Britain needs to ignore the Blob and go nuclear
- A groundbreaking American nuclear project puts the UK to shame
- Nuclear power should be a British success story, but it isn't
- Time and again, Nimbyism and bureaucracy have got in the way of affordable energy
Three C-17 Globemasters. Eight shipping containers. The first nuclear reactor in history to be moved by air. While it feels like the opening of one of those special-forces slop series on Amazon that I count as one of my guiltiest pleasures, this is the very real Operation Windlord.
The operation, conducted by the US Air Force in February to ferry a five-megawatt unit from California to a desert lab in Utah, is now in its next phase: engineers are racing to switch it on by July 4, the 250th anniversary of American independence. The reactor was built by Valar Atomics, a three-year-old startup that, like Operation Windlord, takes its name from Lord of the Rings.
There was a time when this story would have been Britain’s. When Queen Elizabeth opened Calder Hall in 1956, we became the first nation on earth to feed grid-scale civil nuclear power into a domestic electricity supply. By 1965, the year of Winston Churchill’s funeral, Britain had built more operational reactors than the United States, the Soviet Union and France combined. We commissioned 26 of them between 1956 and 1971, with sites approved in months and reactors connected to the grid in under five years.
Then, thanks to the usual morass of blob mentality and Nimbyism, we stopped. We have not built a single new commercial reactor since Sizewell B in 1995. The one we are currently building, Hinkley Point C, is on track to be the most expensive nuclear station in human history: roughly six times what South Korea spends per megawatt for the same job. There is a fascinating essay explaining this in Works in Progress that reads more like tragedy than history.
The whole piece is well worth reading as a reminder of how hopelessly adrift we are in the UK. There are moves towards nuclear, but nothing very encouraging.
The link to Works in Progress is worth following too - it's a complex story.
6 comments:
Having worked a Sellafield for 22 years, I know what lies and exaggerations are told about nuclear power. Had this attitude prevailed about other advances like steam,we would still be plodding about behind horse drawn ploughs. (another new fangled abomination) and broadcasting seed by hand.

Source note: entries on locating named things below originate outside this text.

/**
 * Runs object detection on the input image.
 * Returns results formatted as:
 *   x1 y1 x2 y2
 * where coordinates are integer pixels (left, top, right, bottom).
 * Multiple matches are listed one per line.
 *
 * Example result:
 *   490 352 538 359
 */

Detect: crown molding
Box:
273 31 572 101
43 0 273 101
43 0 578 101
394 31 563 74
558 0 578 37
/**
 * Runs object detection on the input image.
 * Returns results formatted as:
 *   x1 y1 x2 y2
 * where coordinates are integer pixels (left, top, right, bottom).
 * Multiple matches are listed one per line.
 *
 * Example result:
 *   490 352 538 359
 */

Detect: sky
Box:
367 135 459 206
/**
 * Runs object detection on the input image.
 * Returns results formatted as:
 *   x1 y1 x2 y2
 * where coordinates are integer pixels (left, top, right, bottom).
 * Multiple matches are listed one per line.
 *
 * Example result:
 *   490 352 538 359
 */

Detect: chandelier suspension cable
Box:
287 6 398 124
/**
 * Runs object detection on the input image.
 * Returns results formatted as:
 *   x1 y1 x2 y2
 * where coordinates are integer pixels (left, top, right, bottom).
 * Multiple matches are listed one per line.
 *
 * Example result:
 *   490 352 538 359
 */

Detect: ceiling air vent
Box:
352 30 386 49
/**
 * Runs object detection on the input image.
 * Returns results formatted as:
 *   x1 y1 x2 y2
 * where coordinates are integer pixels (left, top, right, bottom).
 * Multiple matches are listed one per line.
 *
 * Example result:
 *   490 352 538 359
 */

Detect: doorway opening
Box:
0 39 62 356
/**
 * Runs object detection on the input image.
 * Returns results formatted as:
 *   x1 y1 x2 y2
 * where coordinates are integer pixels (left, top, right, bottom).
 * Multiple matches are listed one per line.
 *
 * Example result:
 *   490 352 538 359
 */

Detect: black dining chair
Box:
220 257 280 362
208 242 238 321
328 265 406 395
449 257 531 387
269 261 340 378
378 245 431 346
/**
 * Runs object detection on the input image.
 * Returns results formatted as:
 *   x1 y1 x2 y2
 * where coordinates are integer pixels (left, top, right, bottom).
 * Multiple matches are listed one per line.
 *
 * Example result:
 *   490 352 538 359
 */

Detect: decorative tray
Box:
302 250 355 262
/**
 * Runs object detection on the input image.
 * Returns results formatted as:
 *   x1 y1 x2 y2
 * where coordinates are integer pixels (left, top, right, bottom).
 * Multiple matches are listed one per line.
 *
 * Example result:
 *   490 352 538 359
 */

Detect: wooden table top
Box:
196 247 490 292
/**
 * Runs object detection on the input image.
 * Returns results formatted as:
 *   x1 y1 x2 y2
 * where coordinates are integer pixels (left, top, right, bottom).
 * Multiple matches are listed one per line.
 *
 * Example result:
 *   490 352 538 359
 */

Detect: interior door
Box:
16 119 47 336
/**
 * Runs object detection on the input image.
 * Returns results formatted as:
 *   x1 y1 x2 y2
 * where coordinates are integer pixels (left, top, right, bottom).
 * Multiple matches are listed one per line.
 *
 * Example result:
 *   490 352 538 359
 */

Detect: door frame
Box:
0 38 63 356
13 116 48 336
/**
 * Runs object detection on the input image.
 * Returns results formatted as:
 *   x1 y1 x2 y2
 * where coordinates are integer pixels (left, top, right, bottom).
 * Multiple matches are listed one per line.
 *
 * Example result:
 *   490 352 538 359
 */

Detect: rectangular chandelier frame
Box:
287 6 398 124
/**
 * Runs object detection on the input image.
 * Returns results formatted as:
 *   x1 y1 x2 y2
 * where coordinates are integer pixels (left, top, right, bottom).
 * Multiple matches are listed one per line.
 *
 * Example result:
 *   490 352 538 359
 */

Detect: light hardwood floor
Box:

John - that sounds like an interesting career. Yes I agree, lies and exaggerations are told about nuclear power and have been for a long time. The wind and solar mess is based on those lies and exaggerations.
An older colleague of mine had done research on behalf of the old Atomic Energy Authority. A friend he'd made at Windscale blamed much of the AGR fiasco on Tony Benn instructing the simultaneous construction of three different designs, none of which had been fully analysed or even properly pilot-planted.
That's not the account given in your links. I wonder who gets nearer to the truth.
dearieme - although Tony Benn was a loon, ordering three different unproved designs to be built sounds odd. Unless... but that's the problem with politics, no level of stupidity is ever off the table.
The White Heat of Technology!
The only reason I took took to studying engineering. I assumed that the new Government was serious about supporting British engineering. At that time we had aircraft - civil and military-, shipbuilding, automobile, rail rolling stock, heavy electrical generating, military equipment manufacturing, advanced medical science, steel and steel fabrication industries. And on and on.
By the time my own children were old enough to make choices I earnestly advised them to avoid engineering, unless thinking of moving abroad.
Doonhamer - I like looking back at British engineering achievements from the past, but it's depressing too. Our grandson is interested in engineering, partly because he hears about Rolls Royce in Derby, but it seem like an uphill choice compared to other options.